At 12 feet in length, the Zuni sarissas typically give their wielders an advantage in terms of reach, but at the cost of dexterity. In Thunder Valley, they are ideally suited to deal with the large-sized animals that inhabit the region. The iron head of the weapon and bronze butt-spike combine to provide utility at both ends of its shaft. When planted in the ground, the butt-spike anchors the sarissa in place, allowing it to effectively meet a charging attack. When wielded dynamically, the butt-spike helps to balance out the weight of the weapon's tip and ponderous length.
While typically wielded from a standing position, the most skilled of the Zuni are capable of using the weapon while mounted. In modern times, this technique is used almost exclusively for hunting. There are several points in the Kingdom's history, however, where formations of Zuni cavalry, sometimes numbering in the thousands, have broken enemy battle lines through the use of their sarissas.
The Urumi Sword
Half whip, half sword, the urumi is an intimidating and deadly weapon in the hands of a trained wielder. The number of blades can vary between one and five, with blade lengths typically ranging between four and six feet. Whether a person is a swordsmith looking to be trained on urumi forging techniques, or a warrior who wishes to become proficient in its unique combat style, the general rule is to budget for twice the amount of time it would take to master the more familiar sabers and long swords.

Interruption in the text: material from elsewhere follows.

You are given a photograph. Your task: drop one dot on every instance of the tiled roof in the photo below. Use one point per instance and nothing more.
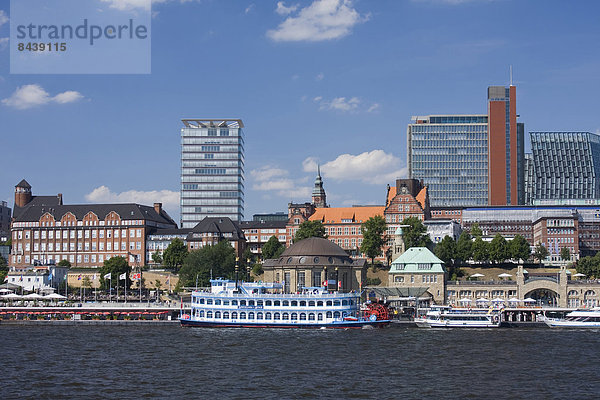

The hook guns of the Kingdom were developed as a more mobile, more rapid-fire version of the cannons used in the royal infantry. Efficient hook gunners, with favorable weather, could function as a one-person operation, although most hook gunners used an assistant to help with the reloading process. Commonly used as part of a location's static defense, the hook guns provided a nice complement to the firepower of the infantry's cannons.
Once loaded and nestled into its hook, the weapon's ponderous weight worked to its advantage, making it stable to aim and fire. In battle simulations, the hook gun teams could achieve 75% accuracy for targets at 100 yards. In actual combat, this number typically dropped to around 50%, with terrain and weather diminishing that number along with the stress of performing in a live conflict. In the Kingdom, gunsmithing has become the most sought after specialty in blacksmithing, putting gunsmithing masters in a position to name their own price for service.